Потом являются щегольские, низенькие каретки новейшего изобретения, запряженные серыми или вороными конями в легких и красивых шорах, с камелиями или розами, прикрепленными к их наглазникам. У кучера также букет в петлице: таковой же и у лакея, одетого просто, но изящно, в штиблетах и цветных эксельбантах. Загляните в дверцы этих экипажей — вы непременно увидите в них хорошенькое женское личико в свежей и нарядной шляпке: это либо путешественница, принадлежащая лучшему обществу какой-нибудь европейской столицы, либо тосканская уроженка, дама, носящая одно из таких благозвучных и мелодических имен, которые уже давно знакомы вам из истории прежних веков или из современной хроники блестящих салонов. Редко на панелях кареты увидите вы герб, скорее вензель с короною, по которой тотчас узнаете, какой нации и какому разряду титулованных особ принадлежит промелькнувшая мимо вас дама. Об заклад бьюсь, что вы побежите за каретою в надежде еще раз полюбоваться прекрасною незнакомкою: так миловидною, так привлекательною покажется вам свободная небрежность ее позы, утонченная и щеголеватая простота ее движений, полных этой неуловимой и непереводимой итальянской «disinvoltura»[34]. Тотчас видно, что этой женщине не твердили каждый день в продолжение десяти или пятнадцати лет: держись прямо! сиди смирно! так должна себя вести благовоспитанная барышня! Зато она и сидит себе в своей карете полулежа, протянувши вперед стройные свои ножки. Зато и смотрит она на вас с радушною улыбкою, затем-то вы и преследуете ее жадными взорами. Она знает, что хороша, чувствует, что вы это заметили: она вам благодарна и не мешает ею любоваться, не сердится, не отворачивает от вас жеманно и спесиво своей стройной головки, чтоб показать притворный гнев разобиженного достоинства. Напротив, она в душе своей убеждена, что Бог дал ей невинную красоту на радость ей самой и добрым людям, и спокойно пользуется правом показывать эту красоту, не спрашивая, к какому званию и кругу принадлежит дерзкий прохожий, осмелившийся остановить на ней свои взоры.
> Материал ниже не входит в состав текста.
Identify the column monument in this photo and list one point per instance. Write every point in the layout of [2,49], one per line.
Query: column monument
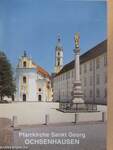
[77,89]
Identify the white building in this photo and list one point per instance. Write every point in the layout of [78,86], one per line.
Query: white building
[33,83]
[93,77]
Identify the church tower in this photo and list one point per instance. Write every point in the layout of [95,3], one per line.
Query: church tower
[58,55]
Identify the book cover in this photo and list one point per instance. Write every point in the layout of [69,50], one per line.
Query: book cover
[53,74]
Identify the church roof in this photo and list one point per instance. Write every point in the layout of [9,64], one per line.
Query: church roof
[90,54]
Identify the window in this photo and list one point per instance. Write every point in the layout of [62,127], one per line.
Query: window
[85,68]
[39,89]
[24,64]
[90,93]
[80,69]
[58,53]
[105,60]
[105,92]
[24,97]
[39,98]
[97,79]
[97,93]
[90,80]
[85,81]
[91,65]
[97,62]
[105,77]
[24,79]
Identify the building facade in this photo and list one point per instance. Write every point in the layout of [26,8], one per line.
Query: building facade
[33,83]
[58,55]
[93,77]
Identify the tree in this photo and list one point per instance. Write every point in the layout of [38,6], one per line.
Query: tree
[7,86]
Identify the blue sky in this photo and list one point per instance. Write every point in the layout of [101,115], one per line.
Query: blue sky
[33,25]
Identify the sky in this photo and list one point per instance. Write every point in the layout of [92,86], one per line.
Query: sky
[33,25]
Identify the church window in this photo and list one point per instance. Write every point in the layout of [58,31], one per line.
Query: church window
[24,97]
[24,64]
[85,68]
[97,62]
[24,79]
[105,92]
[39,98]
[90,93]
[97,92]
[85,81]
[97,79]
[105,60]
[90,80]
[91,65]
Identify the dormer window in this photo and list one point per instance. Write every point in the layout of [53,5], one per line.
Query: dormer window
[24,64]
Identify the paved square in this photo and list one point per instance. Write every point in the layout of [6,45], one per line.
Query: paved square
[94,139]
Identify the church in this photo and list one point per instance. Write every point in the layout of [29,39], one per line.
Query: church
[93,74]
[33,83]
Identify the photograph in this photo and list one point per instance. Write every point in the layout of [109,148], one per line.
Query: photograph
[56,74]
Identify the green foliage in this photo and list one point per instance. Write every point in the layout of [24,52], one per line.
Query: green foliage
[7,86]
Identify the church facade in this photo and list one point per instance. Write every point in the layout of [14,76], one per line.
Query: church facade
[33,83]
[93,74]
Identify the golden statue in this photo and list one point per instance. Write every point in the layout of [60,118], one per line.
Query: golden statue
[77,40]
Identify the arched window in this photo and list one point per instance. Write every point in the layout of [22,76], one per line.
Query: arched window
[24,79]
[24,64]
[24,97]
[39,89]
[39,98]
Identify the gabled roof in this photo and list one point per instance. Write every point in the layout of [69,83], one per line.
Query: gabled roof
[90,54]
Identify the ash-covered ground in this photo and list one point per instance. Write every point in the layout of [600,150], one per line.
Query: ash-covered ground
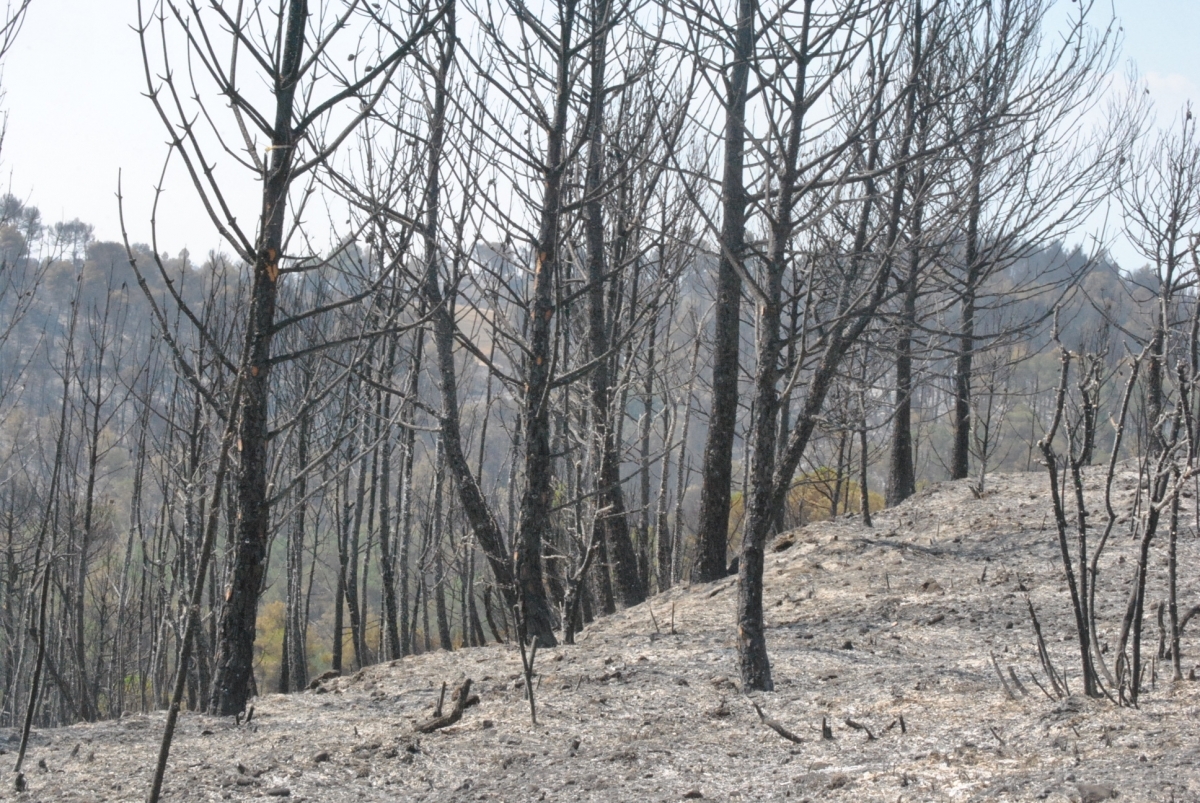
[876,627]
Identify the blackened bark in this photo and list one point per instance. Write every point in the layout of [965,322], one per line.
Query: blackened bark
[533,525]
[613,523]
[235,646]
[901,469]
[714,497]
[471,496]
[964,359]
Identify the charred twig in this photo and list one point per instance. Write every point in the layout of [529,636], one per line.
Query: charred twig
[859,726]
[461,699]
[777,726]
[437,712]
[1008,691]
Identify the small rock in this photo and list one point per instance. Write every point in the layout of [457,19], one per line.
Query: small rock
[321,678]
[1096,792]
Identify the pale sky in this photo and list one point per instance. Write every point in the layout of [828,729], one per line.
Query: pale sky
[77,117]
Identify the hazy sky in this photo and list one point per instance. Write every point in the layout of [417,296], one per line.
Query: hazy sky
[73,89]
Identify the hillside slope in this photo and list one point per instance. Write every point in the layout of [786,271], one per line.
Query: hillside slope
[864,624]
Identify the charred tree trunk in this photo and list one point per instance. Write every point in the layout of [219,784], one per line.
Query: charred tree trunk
[718,474]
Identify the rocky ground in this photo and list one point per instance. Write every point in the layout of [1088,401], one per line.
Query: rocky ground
[891,628]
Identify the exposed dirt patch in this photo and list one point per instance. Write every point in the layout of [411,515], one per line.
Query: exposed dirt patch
[865,625]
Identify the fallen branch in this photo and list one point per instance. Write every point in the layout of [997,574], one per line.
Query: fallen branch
[859,726]
[777,726]
[461,700]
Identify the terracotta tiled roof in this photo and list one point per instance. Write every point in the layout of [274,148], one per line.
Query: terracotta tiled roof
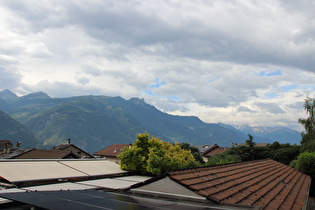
[265,183]
[112,151]
[46,154]
[4,143]
[216,151]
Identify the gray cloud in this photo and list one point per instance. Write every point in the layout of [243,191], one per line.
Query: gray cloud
[200,58]
[270,107]
[244,109]
[232,32]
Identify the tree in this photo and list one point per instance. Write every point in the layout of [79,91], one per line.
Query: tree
[223,158]
[308,137]
[155,156]
[194,151]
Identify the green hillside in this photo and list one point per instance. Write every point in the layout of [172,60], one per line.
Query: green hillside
[11,129]
[95,122]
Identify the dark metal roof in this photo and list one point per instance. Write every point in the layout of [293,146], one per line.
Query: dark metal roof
[92,199]
[265,183]
[68,147]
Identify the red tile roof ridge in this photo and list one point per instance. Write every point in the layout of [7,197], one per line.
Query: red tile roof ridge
[240,174]
[284,195]
[251,188]
[183,171]
[302,196]
[272,190]
[232,172]
[204,171]
[271,184]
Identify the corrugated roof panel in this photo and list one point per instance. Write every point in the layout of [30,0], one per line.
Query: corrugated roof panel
[59,186]
[94,167]
[11,190]
[134,178]
[109,183]
[36,170]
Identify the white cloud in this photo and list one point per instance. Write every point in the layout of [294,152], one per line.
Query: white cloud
[224,61]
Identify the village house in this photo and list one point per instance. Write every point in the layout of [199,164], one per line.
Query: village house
[111,152]
[99,183]
[74,149]
[5,147]
[207,151]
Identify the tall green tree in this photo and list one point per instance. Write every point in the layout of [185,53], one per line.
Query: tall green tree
[194,151]
[308,137]
[154,156]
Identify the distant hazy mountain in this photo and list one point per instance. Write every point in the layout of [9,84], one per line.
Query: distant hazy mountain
[95,122]
[11,129]
[280,134]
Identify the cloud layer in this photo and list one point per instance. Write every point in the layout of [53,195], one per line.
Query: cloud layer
[234,62]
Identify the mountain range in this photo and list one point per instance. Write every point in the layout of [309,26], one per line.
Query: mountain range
[95,122]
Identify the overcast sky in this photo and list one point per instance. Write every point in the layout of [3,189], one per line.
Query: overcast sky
[235,62]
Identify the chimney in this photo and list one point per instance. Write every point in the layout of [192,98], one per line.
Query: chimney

А за нею опять скачут верхом нетерпеливые поклонники различных племен, целое Вавилонское столпотворение по свету разнородных им наречий. А там спешат вперегонку легкие, игрушечные экипажи, придуманные капризом или странностью английских и французских спортсменов, — тильбюри, одноколки, фаэтоны, тондемы, американки, и все это запряжено кровными, лихими рысаками, увенчанными цветами, все это парадно, изящно, благовидно, все это управляется седоками во цвете лет, одетыми по последней моде, веселыми, живыми, говорливыми. Возле них жокеи-невидимки — так они крохотны и малы, — напудренные, разодетые, раздушенные на славу; у них букеты за петлицей, белые перчатки и в руках хлыстики, блещущие позолотой и дорогими каменьями.